I've come to the realization that most adults are at best 2 year olds mentally and certainly emotionally.
Whether it's a boss, a client, a customer, a parent, a spouse, or an actual kid, they all "just" want something. And they are incapable of getting it.
Their response is to whine and bitch and complain and be hurtful like a 2 year old throwing a fucking tantrum. They're just malfunctioning and sadly they do it very loudly while blaming me, because I don't look like the kind of person who would rear back and slap them into a wall.
The whole world has these crazy and unattainable expectations. The shareholders want MORE money quicker, forever. The boss wants more work done faster and cheaper. The client or customer wants everything for free, now. The spouse also wants this. The kid is the same way but at least they have a good excuse on account of being a kid.

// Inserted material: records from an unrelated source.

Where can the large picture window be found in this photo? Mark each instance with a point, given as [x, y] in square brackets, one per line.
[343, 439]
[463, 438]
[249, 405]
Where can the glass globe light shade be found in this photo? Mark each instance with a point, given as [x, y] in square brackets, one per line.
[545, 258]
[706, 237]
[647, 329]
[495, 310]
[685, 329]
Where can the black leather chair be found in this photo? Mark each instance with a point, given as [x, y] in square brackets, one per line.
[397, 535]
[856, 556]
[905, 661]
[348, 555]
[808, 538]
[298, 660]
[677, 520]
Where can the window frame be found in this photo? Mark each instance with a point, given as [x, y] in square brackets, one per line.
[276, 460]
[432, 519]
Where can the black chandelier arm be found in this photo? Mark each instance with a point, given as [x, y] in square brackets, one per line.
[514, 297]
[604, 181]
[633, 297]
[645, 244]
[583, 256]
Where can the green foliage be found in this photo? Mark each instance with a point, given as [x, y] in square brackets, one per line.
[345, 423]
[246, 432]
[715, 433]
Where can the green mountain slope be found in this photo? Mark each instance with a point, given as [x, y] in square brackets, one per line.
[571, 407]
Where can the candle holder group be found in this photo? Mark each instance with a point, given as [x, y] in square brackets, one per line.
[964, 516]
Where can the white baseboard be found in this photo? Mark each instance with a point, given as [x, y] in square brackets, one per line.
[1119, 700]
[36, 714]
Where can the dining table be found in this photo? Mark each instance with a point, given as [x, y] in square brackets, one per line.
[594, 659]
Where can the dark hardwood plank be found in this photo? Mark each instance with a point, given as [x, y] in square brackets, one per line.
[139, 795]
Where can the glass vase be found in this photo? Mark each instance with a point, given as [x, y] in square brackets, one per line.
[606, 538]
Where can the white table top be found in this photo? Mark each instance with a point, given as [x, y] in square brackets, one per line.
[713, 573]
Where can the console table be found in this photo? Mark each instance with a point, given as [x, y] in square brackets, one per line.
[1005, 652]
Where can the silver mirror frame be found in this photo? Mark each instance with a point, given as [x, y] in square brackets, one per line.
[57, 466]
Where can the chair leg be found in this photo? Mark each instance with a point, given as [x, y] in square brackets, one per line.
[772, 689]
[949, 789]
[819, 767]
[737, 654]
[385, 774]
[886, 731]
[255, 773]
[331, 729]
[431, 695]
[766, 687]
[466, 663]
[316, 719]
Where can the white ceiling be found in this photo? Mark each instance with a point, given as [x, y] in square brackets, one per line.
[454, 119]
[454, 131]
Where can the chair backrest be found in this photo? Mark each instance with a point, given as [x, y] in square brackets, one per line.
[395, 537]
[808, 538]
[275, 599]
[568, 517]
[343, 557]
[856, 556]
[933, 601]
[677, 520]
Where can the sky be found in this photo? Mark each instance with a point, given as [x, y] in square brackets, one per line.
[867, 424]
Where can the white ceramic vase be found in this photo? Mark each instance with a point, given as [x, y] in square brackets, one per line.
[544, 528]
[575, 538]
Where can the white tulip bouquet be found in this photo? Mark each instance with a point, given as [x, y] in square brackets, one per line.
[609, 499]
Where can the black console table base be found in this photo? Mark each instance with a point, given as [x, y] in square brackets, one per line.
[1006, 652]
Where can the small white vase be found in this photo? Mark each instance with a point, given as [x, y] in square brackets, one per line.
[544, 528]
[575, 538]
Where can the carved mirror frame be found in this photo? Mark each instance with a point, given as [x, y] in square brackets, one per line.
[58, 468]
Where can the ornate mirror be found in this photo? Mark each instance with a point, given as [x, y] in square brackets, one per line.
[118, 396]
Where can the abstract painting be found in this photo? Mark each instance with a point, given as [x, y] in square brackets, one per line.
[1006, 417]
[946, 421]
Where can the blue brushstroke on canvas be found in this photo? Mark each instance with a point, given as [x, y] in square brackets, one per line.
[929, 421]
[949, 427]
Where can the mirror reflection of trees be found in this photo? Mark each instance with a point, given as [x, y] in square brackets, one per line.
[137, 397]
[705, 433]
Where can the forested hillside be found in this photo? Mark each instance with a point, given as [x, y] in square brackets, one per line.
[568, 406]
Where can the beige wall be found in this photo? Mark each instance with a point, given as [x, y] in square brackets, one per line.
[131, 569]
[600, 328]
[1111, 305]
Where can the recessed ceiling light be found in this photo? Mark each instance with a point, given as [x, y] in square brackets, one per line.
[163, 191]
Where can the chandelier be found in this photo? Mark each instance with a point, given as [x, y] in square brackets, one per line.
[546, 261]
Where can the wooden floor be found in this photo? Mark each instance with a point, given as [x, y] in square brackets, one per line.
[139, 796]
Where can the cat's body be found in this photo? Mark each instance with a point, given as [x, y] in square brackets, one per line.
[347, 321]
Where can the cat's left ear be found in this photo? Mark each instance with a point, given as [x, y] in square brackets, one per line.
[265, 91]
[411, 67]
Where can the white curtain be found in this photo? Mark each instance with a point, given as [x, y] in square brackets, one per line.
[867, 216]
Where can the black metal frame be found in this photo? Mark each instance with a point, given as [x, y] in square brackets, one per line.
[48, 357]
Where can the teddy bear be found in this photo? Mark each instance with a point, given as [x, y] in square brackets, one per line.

My problem was, I couldn't stop myself from internalizing this shit.
.
I've been asked to take more cases, and I won't. Fuck it. I'm not getting yelled at by every jackass who thinks they know more about shit than I do, when I do this shit professionally. I just don't care anymore. I know exactly how people get beaten down in this situation, because assholes won't shut up.
I have no idea how to constructively deal with this criticism anymore, and I have just been NOT doing it, because I can't anymore. Everyone is sitting there nit picking my ass apart when I've been doing FREAKING great when looked at from above and in context.
It just seems like everytime I go to do something, it gets nit picked apart either before, during, or after it's done. That doesn't help for shit. All it does is discourage me from doing anything else next time. Keep in mind, there is no better way to do things than the one I'm doing. It's just increasingly unreasonable demands from EVERYONE. Discouraging. De motivating. It's actually harmful, because it makes me less productive and I get less done by listening to these people, who complain more if ignored.
How do you deal with the absolute shittiest abusive customers? I'm looking at you people who work retail, because if you should happen to have any tips, I would be ever so appreciative. Thank you for your time.